The Measurement That Wasn't There

On the quiet fraud at the center of AI education research — and why it's harder to catch than the kind that gets retracted

Apr 29, 2026

There is a paper circulating in AI education circles as a counterpoint to the skeptics. Wang and Zhang, published in February 2026 in the International Journal of Educational Technology in Higher Education, a Springer Nature journal. It passed peer review. It has four studies. It has 912 participants across three continents. It deploys PLS-SEM and fsQCA and IPMA, and it has a methodology flowchart with seven stages, and it uses the word “paradoxical” in its title and delivers on the promise — two hypotheses come back significant in the wrong direction, which the authors then claim as the actual discovery.

I want to be honest about what I am about to argue. The Wang and Fan retraction that prompted this conversation is a case of bad causal evidence overclaimed. That is one problem. Wang and Zhang is a different problem. It is methodologically elaborate work that is not actually measuring what it claims to measure. In some ways it is harder to catch, because the machinery is impressive and the numbers are clean and the peer reviewers, like the rest of us, have been trained to evaluate internal consistency rather than construct validity.

Strip away the machinery. Here is what Wang and Zhang actually did.

Nine hundred and twelve business students filled out a questionnaire. The questionnaire asked them to rate their agreement with statements like: “My interaction with the generative AI has led me to question my long-held assumptions.” And: “Using generative AI has fundamentally changed the way I understand certain subjects.” And: “My use of generative AI has prompted a deep re-evaluation of my ways of thinking.”

Those five items, averaged together, are the outcome variable. The paper calls this outcome “transformative learning experience.”

It is not transformative learning experience. It is self-reported perception of transformative learning experience. The difference is not semantic. It is the entire study.

Jack Mezirow’s transformative learning theory — the anchor the paper correctly treats as its theoretical foundation — describes a slow, disorienting, often unconscious process of perspective reconstruction. Mezirow was not describing a feeling students could report after two weeks.
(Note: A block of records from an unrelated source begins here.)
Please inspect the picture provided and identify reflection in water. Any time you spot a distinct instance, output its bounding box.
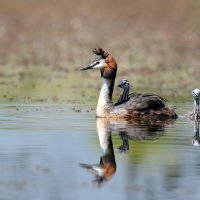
[80,119,116,186]
[192,120,200,146]
[80,118,174,186]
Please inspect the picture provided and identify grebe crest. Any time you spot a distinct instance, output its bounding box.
[190,88,200,120]
[81,48,177,119]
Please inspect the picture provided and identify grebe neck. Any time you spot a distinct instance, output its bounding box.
[98,78,115,106]
[96,78,115,117]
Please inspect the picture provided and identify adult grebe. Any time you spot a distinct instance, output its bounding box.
[81,48,177,119]
[190,88,200,120]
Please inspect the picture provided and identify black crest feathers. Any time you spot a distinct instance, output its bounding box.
[93,48,109,59]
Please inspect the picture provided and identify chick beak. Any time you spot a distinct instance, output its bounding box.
[81,65,93,71]
[117,83,122,88]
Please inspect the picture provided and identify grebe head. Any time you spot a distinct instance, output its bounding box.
[81,48,117,79]
[118,79,130,89]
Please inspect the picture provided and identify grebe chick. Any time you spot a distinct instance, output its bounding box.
[81,48,177,119]
[115,79,130,106]
[190,88,200,120]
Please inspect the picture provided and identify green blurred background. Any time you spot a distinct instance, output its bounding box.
[0,0,200,103]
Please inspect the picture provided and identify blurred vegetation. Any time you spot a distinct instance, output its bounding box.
[0,0,200,102]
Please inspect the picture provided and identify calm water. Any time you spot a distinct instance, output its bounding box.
[0,102,200,200]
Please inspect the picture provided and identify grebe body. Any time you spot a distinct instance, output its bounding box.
[82,48,177,119]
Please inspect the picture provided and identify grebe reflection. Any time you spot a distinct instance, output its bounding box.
[80,118,174,186]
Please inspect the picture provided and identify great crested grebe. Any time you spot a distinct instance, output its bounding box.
[115,79,130,106]
[190,88,200,120]
[81,48,177,119]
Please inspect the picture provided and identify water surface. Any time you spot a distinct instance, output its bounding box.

He was describing something that happens to people over months or years, something they often cannot name while it is occurring, something that shows up in changed behavior and revised assumptions and different relationships to knowledge — not in survey responses. The theory Mezirow actually wrote is about the kind of learning that happens when a person discovers that the framework they have been using to understand the world is inadequate. That does not feel like an insight. It feels like vertigo.

Measuring this with five Likert items is not a methodological shortcut. It is a category error. You might as well measure altitude with a thermometer and then report, with SRMR = 0.031, that higher temperatures correlate with being closer to the sky.

The paper knows this, in the way that papers of this type always know what they are doing, which is to say: it is in the limitations section. “Generalizability is bounded by exclusive reliance on self-reported perceptions,” the authors write, and then proceed to spend eight thousand words drawing inferences about transformative learning from self-reported perceptions. The limitation is disclosed and then ignored. This is the standard operation.

Now add the demand characteristics.

I said “convenience sampling from business schools,” and that is the phrase papers in this area use. What it usually means in practice is that the 912 participants are the researchers’ own students, or the students of colleagues at institutions where the researchers have relationships. The paper does not specify. It describes “multistage purposive sampling” and leaves the details of how institutions were contacted and how students were recruited conspicuously absent. But here is what we know: the qualitative component — the 45 interviews providing “rich process-oriented insights” — was drawn “exclusively from the Chinese sample,” and one of the authors is at a Chinese university. We know the students knew they were participating in an academic study. We know, from two thousand years of social psychology, that students who are aware of being studied by people who may have access to their grades tend to report what they believe is the expected or approved answer.

The paper deploys a temporal separation of two weeks between waves to “minimize common method bias.” Two weeks between surveys does not eliminate the problem of students reporting what they believe the study wants to hear. It separates the questions. It does not change who is answering them or why.

I want to name the third problem, which is the one I raised in the group and which I think is the most structurally interesting.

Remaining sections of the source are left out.